Il y a 5000 ans, il aurait été introduit en Cachemire par les invasions Mongoles , puis en Gaule par les phéniciens et en Palestine par les croisés! Quel voyage !

Les Egyptiens, Indiens et Perses, le cultivait pour  aromatiser les aliments.

Les Bonzes coloraient  leurs toges, symbole de pureté.

Il était utilisé en calligraphie, enluminure.

Il fit son apparition en France au Moyen-Age. Deux grands bassins de production, le Quercy et le Gâtinais.

L’ampleur de cette culture lui value d’être classé parmi les productions importantes obligeant à légiférer sur sa conduite, sa commercialisation et son imposition !

A cette époque le safran est expédié vers toute l’Europe et les Indes.

Petit à petit , sa culture déclina, les guerres , la main d’œuvre principalement féminine qui remplacent les hommes à l’usine au détriment des champs de safran, les maladies de sol qui empêchent de replanter au même endroit et les colorants et arômes synthétique ont raison de sa culture .

La production française a été, à son apogée ,+ de près de 50 tonnes, et  était exportée dans le monde entier.

La capitale commerciale du safran fut longtemps la ville de Boynes.

Depuis les années 80 la production redémarre dans les régions traditionnelles telle que Gâtinais, Provence , Quercy

En 1999, un fabuleux concours de circonstance a permis de ramener en surface cette fameuse foire au safran de Preuilly sur Claise.

A la suite d’une simple conversation, des recherches ont été faites pour en apprendre davantage sur un événement annuel qui se déroula jusqu’au XVIIème siècle.

Il fut découvert que le jour de la Saint -Luc ( 17 février à l’époque) , une foire où l’on vendait quantité de safran, se tenait hors les murs de la ville.

Par ailleurs, Rabelais mentionne et vante lui-même les délices de la si bonne fouace au safran de Preuilly.

Malheureusement, aucune trace de culture de fleurs de safran n’a été retrouvée sur les abords de la Claise dont le sol et l’exposition méridionale sont propices à son épanouissement.

C’est Paul MÉRIGUET, passionné de truffe et de safran, qui, sur les conseils amicaux de M. et Mme MONNIER et de Gisèle et Jacques MANREZA, se lance dans la culture du safran dans son jardin.

Il rétablit, en 1999, avec le comité des fêtes de Preuilly-sur-Claise, deux foires : L’une, le 3e samedi de février (date la plus proche de la Saint Luc qui n’est plus fêtée aujourd’hui) pour la vente des stigmates, et la seconde, le premier samedi de juillet pour la vente des bulbes.

L’Association des Safraniers de Touraine a été créée en 2006. Elle compte aujourd’hui une vingtaine d’adhérents.

Les objectifs de l’association sont de contribuer au développement de la production, d’améliorer les techniques de production et de promouvoir le safran de Touraine.

Ces producteurs ont décidé de relancer la culture de la fleur “Crocus sativus” dont est extrait le pistil dénommé Safran.
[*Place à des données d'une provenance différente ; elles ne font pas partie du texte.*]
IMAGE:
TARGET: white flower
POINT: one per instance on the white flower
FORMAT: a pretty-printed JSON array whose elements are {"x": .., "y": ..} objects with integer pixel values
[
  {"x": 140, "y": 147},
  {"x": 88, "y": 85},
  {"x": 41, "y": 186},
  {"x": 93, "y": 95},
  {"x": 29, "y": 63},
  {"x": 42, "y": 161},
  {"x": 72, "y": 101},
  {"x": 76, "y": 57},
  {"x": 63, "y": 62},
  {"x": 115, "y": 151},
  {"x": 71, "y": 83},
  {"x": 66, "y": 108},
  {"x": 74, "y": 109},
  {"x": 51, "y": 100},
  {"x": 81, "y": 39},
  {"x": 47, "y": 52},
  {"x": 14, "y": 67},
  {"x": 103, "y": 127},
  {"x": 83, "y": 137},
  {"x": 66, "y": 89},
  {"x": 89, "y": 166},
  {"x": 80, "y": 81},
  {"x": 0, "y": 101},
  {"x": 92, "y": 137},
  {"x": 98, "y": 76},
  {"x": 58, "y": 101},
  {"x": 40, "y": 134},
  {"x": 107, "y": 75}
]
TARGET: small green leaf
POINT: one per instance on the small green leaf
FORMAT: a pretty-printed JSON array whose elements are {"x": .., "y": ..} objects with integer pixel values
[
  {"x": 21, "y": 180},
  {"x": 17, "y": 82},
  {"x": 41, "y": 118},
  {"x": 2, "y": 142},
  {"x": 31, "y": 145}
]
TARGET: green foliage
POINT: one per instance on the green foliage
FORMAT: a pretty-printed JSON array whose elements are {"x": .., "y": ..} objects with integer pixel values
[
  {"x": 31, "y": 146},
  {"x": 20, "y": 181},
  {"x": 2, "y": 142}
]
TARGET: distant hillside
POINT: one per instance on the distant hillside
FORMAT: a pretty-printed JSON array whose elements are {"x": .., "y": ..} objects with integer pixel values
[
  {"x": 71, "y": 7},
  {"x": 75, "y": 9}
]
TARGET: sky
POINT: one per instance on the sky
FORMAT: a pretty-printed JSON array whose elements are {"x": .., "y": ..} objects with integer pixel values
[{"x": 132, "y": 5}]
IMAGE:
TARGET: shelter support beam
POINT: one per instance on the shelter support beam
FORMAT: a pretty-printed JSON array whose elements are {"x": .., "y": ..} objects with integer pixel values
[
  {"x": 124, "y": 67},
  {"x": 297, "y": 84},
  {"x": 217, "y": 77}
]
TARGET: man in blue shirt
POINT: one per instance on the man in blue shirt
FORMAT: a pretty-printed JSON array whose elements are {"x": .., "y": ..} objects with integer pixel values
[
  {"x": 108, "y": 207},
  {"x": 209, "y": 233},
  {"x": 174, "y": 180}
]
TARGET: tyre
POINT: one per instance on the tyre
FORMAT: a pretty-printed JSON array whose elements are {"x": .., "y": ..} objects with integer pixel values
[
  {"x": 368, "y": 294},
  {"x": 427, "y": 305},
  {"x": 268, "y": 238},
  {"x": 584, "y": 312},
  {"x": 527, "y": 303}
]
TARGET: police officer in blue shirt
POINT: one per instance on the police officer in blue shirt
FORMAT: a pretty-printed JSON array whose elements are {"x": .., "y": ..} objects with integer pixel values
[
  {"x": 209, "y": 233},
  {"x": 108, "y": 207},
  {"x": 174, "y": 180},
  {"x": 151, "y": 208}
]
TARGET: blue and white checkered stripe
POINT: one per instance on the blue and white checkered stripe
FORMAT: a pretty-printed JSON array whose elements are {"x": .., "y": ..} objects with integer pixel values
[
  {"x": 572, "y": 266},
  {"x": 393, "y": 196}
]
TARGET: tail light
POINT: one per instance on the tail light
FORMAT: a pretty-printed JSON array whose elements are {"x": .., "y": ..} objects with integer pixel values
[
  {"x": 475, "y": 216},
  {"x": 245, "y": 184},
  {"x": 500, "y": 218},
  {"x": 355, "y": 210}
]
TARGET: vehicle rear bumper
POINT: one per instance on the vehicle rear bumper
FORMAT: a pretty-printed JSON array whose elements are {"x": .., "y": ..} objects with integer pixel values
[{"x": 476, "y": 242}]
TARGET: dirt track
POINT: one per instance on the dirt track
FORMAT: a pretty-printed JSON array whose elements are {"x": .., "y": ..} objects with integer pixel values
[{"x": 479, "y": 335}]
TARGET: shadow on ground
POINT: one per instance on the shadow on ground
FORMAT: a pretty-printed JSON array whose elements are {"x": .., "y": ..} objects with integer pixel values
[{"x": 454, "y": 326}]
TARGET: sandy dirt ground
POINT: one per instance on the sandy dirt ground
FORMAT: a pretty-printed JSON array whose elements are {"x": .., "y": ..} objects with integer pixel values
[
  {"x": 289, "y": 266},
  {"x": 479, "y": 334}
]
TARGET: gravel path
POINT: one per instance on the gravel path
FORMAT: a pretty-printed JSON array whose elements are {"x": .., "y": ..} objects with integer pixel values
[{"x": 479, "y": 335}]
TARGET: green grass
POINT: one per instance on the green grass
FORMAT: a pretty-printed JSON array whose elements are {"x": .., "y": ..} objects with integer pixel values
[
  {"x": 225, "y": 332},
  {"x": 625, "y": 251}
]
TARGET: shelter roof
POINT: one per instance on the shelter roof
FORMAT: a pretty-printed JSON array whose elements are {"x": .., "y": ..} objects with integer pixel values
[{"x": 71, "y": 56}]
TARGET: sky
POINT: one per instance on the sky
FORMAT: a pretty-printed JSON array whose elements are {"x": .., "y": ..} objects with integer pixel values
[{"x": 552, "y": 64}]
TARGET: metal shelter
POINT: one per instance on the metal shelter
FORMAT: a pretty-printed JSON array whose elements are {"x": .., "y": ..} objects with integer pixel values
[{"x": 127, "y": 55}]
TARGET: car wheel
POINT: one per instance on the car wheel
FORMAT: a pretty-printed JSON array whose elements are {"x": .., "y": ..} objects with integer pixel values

Cette épice était déjà connue en Touraine au Moyen Age.

Appliquant des méthodes artisanales, respectueuses de l’environnement, les Safraniers de Touraine proposent un produit d’une saveur intense pour une cuisine d’excellence.

La production française met l’accent sur une culture propre et de très belle qualité contrairement au Maroc et l’Iran.